O ATP é responsável por fornecer energia liberando uma de suas moléculas de fosfato. A partir daí, ele se torna um composto diferente que é mais conhecido por ADP. Mas há um problema: o ATP só existe em quantidade suficiente para fornecer energia por um período de, mais ou menos, 10 segundos e para que a contração muscular continue é necessário que seja produzido mais ATP.

É nesse momento que o fosfato de creatina entra em ação pois ele dará sua molécula de fosfato para que o ADP possa recriar o ATP. Então, este ATP pode ser queimado novamente como combustível para mais contração muscular.

Devido a uma maior síntese de ATP, o nosso corpo não precisará usar outro sistema de energia chamado de glicólise. A glicólise tem o ácido lático como subproduto que cria a sensação de queimação que é sentida durante a realização de exercício físico intenso. Caso a quantidade desse ácido seja grande demais o movimento do músculo irá parar.

Porém, se o nosso corpo continuar a usar ATP devido a creatina que está presente no organismo, essa quantidade de ácido lático produzido pode ser minimizada e, consequentemente, o tempo de exercício e a intensidade será maior.

Saturar ou não saturar? Qual a melhor opção?

Para algumas pessoas, esse termo “saturação” é desconhecido.

A saturação consiste em tomar 5g de creatina 4 vezes ao dia durante 5 dias. Depois desse período, mantem-se a fase de manutenção que é tomar entre 2 a 5g por dia até que o pote se acabe.

Sempre fica uma dúvida quanto a fazer ou não a saturação. Por esse motivo, um instituto na Suécia fez uma pesquisa. Nessa pesquisa, eles compararam os efeitos da ingestão de 20 gramas de creatina por dia durante seis dias seguido de 2 gramas por dia durante um mês versus a ingestão de 3 gramas de creatina por dia durante um mês.

Mesmo com o último grupo ingerindo uma quantidade menor de creatina, os dois métodos deram um aumento de 20% dessa substância no músculo. Ou seja, ingerir 3 gramas de creatina por dia menos a fase de saturação, se mostrou uma maneira mais barata de fazer a suplementação.

A creatina deve ser tomada mesmo em dias que não há treino?

Essa é uma dúvida que muitas pessoas que fazem exercício físico fazem e a resposta para essa pergunta é sim, a creatina deve ser tomada todos os dias.
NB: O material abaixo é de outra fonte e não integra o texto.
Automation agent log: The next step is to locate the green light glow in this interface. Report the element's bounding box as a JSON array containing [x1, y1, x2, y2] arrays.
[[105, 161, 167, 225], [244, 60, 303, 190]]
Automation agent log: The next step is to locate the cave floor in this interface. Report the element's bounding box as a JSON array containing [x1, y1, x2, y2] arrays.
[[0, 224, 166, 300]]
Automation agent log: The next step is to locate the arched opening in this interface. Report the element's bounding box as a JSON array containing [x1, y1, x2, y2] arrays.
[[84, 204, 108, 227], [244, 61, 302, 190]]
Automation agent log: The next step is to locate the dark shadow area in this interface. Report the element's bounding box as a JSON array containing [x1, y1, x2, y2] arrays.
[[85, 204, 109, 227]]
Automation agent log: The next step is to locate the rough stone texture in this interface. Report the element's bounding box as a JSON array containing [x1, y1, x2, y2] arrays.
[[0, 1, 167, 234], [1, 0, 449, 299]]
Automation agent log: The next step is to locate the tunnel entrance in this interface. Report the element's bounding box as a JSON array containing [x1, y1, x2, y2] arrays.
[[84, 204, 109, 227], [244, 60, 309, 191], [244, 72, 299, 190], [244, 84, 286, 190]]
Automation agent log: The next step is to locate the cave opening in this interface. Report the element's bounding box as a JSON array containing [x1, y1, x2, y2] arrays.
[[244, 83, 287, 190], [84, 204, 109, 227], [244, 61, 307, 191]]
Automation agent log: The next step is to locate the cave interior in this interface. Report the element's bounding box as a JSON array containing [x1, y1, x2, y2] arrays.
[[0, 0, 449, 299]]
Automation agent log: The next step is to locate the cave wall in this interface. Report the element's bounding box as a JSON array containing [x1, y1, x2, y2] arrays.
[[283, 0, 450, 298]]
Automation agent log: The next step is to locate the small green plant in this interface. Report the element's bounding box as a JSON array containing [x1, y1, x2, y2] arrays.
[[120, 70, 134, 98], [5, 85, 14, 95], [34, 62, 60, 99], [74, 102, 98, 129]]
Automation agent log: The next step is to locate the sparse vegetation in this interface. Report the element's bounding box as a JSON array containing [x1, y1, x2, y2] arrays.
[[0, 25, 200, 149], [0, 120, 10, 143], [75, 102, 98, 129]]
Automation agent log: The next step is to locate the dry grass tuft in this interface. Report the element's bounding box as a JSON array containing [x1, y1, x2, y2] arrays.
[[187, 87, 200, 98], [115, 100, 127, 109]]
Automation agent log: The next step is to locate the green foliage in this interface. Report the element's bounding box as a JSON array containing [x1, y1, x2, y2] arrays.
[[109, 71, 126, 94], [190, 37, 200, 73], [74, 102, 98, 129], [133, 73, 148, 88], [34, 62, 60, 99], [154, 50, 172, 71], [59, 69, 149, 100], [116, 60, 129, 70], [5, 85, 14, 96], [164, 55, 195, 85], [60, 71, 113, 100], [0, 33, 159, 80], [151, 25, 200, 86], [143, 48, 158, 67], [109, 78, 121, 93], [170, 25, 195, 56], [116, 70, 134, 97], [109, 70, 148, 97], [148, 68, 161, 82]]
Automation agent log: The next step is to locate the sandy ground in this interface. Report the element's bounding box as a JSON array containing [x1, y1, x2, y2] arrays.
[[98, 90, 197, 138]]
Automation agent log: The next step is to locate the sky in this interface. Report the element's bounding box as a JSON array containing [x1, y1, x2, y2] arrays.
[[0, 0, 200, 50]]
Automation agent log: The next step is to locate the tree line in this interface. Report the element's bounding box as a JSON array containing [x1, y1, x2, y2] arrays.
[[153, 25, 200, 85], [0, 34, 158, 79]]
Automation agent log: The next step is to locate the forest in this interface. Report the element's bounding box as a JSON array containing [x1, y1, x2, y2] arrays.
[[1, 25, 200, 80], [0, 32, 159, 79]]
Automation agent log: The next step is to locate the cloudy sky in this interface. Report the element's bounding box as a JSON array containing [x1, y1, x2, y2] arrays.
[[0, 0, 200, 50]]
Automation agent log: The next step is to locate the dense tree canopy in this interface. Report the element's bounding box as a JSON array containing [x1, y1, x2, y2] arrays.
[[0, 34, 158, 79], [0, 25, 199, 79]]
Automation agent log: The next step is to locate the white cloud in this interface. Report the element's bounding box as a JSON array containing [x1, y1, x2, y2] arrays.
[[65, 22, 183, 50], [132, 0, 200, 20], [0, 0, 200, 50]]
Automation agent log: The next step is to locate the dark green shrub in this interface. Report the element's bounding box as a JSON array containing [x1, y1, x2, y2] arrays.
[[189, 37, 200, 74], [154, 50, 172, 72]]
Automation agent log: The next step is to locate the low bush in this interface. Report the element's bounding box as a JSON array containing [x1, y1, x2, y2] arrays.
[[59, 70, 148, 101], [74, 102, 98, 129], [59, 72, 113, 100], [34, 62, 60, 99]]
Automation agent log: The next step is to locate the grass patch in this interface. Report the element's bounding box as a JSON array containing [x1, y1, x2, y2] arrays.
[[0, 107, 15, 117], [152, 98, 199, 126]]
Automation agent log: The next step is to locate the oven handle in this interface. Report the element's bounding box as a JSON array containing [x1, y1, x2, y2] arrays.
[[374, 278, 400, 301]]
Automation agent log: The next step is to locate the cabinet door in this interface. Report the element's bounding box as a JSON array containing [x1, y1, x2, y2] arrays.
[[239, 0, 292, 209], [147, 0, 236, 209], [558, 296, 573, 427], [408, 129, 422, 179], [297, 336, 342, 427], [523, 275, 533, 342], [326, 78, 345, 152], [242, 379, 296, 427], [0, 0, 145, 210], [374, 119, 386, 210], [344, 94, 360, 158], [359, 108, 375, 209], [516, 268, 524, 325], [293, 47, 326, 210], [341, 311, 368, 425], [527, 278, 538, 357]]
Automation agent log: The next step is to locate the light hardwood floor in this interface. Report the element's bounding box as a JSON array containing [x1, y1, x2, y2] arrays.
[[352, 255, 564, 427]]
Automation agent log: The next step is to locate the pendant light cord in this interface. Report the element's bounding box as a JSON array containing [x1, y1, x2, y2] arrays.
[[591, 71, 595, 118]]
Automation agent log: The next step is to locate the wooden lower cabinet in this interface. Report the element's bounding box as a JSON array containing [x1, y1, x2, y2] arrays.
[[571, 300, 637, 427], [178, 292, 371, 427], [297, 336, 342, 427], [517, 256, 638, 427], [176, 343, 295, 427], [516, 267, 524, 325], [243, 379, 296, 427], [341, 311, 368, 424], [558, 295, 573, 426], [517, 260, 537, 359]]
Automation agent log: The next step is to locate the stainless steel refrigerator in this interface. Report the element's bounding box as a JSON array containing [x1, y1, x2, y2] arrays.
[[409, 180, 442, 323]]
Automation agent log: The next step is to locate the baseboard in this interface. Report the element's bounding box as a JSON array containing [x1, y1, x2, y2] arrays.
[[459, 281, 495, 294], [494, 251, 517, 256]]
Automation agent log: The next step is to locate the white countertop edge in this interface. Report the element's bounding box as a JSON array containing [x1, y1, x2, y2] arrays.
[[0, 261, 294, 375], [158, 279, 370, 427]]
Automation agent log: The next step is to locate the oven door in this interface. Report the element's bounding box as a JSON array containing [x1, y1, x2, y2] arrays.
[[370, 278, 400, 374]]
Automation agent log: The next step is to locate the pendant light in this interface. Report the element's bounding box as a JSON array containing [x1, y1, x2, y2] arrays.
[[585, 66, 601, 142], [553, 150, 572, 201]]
Você pode até diminuir a dose de 5g para 3g nos sábados, domingos e feriados.

Melhor horário para tomar a creatina

Diferente da cafeína, a creatina não tem um efeito imediato. Ela tem um efeito acumulativo o que significa dizer que você tomar hoje não vai influenciar em nada o seu treino de hoje. (Aproveite e descubra se a cafeína corta o efeito da creatina)

De acordo com pesquisas realizadas na Queens Medical Center de Nottingham, na Inglaterra, ingerir carboidratos juntamente com a creatina melhora na absorção dessa substância pois a insulina é responsável por transportar a creatina até as células musculares.

Por esse motivo, tomar a creatina no pós-treino juntamente com a maltodextrina (dextrose) e whein protein pode ser a melhor opção.